Bahkan, pihaknya juga telah melakukan berbagai upaya penagihan hingga terakhir pada Mei 2022. Namun hingga saat ini perkara tersebut belum terselesaikan.
"PPN telah melakukan penagihan realisasi pembayaran utang berkali-kali, bahkan terakhir di Mei dan Juni 2022," ungkap Irto.
"Pada dasarnya PPN patuh pada seluruh keputusan hukum dan sedang terus melakukan upaya untuk mendapatkan pembayaran dari AKT," tambahnya.
kronologis singkat perkara itu pernah dirilis Kepala Divisi Humas (Kadivhumas) Polri Irjen Dedi Prasetyo pada Senin (22/8) silam.
Saat itu, Dedi menjelaskan pada periode 2009-2012 PT PPN melakukan perjanjian jual BBM non-tunai dengan PT AKT, yang ditandatangani oleh Direktur Pemasaran PT PPN dan Direktur PT AKT.
Pelaksanaan kontrak tersebut ialah pada 2009-2010, terjadi transaksi jual beli BBM dengan volume 1.500 kiloliter (Kl) per bulan; kemudian pada 2010-2011 PT PPN menambah volume pengiriman menjadi 6.000 Kl per bulan (Addendum I).

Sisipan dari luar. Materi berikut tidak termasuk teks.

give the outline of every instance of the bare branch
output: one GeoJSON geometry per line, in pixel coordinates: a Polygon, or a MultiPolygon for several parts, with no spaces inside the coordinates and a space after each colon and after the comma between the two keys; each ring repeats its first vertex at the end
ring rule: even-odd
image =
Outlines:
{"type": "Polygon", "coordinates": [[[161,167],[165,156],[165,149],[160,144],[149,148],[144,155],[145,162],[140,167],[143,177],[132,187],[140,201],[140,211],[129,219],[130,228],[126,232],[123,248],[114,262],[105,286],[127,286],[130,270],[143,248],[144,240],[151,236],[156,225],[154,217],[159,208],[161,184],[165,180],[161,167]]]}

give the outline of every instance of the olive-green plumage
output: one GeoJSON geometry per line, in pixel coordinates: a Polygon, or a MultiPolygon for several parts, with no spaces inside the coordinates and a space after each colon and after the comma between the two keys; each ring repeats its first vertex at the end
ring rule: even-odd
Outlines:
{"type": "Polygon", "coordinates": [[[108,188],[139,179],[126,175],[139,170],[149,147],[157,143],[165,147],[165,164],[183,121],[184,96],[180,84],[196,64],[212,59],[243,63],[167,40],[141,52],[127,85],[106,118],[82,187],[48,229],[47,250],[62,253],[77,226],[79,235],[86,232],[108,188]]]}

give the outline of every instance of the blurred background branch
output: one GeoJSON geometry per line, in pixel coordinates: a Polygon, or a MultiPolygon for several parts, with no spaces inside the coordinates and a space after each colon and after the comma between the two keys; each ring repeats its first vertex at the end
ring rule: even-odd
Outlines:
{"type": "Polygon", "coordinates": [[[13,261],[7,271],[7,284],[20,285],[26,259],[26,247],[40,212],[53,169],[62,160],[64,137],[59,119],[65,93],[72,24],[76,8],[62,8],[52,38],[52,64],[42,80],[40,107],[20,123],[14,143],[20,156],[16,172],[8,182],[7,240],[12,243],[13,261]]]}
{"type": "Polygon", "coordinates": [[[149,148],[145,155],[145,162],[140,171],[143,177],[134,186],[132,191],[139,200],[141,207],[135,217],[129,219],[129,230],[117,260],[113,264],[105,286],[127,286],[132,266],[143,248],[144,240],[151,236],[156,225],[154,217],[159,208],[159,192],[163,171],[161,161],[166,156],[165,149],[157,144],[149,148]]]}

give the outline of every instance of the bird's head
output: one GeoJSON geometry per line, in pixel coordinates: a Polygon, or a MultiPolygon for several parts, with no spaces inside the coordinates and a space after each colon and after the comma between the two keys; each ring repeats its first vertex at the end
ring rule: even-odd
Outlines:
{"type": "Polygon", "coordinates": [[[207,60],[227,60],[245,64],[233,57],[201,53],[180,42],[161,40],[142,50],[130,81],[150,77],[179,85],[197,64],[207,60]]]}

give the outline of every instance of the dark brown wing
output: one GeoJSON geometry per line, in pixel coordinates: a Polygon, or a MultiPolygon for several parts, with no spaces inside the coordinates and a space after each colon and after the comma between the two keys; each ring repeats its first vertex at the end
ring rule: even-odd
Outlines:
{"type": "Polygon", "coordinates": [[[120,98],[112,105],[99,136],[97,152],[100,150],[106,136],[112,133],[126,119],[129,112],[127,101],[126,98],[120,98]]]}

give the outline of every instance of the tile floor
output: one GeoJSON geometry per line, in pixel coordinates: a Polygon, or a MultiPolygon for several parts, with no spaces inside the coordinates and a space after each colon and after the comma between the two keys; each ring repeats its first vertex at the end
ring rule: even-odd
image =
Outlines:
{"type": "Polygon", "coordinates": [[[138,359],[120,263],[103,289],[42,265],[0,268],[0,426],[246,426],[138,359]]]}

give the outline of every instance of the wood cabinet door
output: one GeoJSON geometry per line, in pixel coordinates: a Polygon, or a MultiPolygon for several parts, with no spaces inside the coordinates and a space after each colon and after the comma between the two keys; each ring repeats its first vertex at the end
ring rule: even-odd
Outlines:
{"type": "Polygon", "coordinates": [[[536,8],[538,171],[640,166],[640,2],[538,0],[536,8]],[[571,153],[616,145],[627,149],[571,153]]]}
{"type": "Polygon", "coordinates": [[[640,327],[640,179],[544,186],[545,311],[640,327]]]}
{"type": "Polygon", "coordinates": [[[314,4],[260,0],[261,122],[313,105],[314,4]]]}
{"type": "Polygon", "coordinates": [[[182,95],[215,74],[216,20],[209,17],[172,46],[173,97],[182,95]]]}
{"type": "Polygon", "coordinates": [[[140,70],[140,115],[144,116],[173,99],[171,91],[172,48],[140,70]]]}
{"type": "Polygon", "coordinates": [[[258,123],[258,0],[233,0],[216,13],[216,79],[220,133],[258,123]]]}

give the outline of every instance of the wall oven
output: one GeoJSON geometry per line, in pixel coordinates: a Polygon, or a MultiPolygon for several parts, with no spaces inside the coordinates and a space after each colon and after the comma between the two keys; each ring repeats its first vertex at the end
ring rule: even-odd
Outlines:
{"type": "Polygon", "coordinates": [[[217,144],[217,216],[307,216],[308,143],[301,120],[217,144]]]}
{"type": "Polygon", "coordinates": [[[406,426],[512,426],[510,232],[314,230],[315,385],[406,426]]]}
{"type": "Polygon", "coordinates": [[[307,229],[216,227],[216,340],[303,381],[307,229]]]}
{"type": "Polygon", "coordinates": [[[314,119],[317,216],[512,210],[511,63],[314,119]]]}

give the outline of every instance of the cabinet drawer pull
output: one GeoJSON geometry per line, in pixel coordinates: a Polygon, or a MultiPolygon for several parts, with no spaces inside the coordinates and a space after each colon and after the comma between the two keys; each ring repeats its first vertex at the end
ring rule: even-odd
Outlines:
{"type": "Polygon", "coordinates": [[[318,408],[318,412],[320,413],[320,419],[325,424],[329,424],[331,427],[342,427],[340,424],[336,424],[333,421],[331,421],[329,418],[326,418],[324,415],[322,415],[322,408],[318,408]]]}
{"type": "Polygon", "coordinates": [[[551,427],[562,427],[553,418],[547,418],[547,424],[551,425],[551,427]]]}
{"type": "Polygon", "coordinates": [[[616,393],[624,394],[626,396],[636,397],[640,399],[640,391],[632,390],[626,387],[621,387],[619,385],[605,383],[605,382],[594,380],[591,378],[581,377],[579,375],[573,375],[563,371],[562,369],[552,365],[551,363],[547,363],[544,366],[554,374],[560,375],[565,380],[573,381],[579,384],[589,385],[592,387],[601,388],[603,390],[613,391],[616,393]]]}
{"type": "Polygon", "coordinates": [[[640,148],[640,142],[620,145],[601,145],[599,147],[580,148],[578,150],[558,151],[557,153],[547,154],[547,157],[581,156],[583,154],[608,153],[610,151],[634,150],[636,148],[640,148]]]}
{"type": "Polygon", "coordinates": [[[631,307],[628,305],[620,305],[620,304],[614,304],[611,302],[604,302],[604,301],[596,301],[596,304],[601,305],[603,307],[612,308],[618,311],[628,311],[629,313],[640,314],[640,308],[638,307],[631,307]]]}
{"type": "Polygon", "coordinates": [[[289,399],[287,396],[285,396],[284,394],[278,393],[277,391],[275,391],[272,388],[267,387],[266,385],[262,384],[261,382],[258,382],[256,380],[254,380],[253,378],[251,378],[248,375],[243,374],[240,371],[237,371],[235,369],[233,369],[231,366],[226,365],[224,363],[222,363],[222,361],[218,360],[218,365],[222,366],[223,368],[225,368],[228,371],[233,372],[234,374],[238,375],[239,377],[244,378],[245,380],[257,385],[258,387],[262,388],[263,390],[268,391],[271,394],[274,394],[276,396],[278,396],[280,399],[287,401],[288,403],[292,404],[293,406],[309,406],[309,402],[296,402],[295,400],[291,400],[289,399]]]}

Selanjutnya, pada 2011-2012 PT PPN menaikkan volume menjadi 7.500 Kl per pemesanan (Addendum II).
Pada proses pelaksanaan perjanjian PT PPN dalam tahap pengeluaran BBM, Direktur Pemasaran PT PPN melanggar batas kewenangan atau otorisasi untuk penandatangan kontrak jual beli BBM yang nilainya di atas Rp50 miliar berdasarkan Surat Keputusan Direktur Utama PT Patra Niaga Nomor: 056/PN000.201/KPTS/2008 tanggal 11 Agustus 2008 tentang Pelimpahan Wewenang, Tanggung Jawab, Dan Otorisasi.
Kemudian, PT AKT tidak melakukan pembayaran sejak tanggal 14 Januari 2011 sampai 31 Juli 2012 dengan jumlah sebesar Rp19,7 miliar dan 4,73 juta dolar AS atau senilai Rp451,66 miliar.
"Tidak adanya jaminan berupa bank garansi atau SKBDN dalam proses penjualan BBM non-tunai, sehingga PT PPN mengalami kerugian pada saat PT AKT tidak melakukan pembayaran terhadap BBM yang telah diterimanya sejak tahun 2009 sampai dengan 2012," jelas Dedi.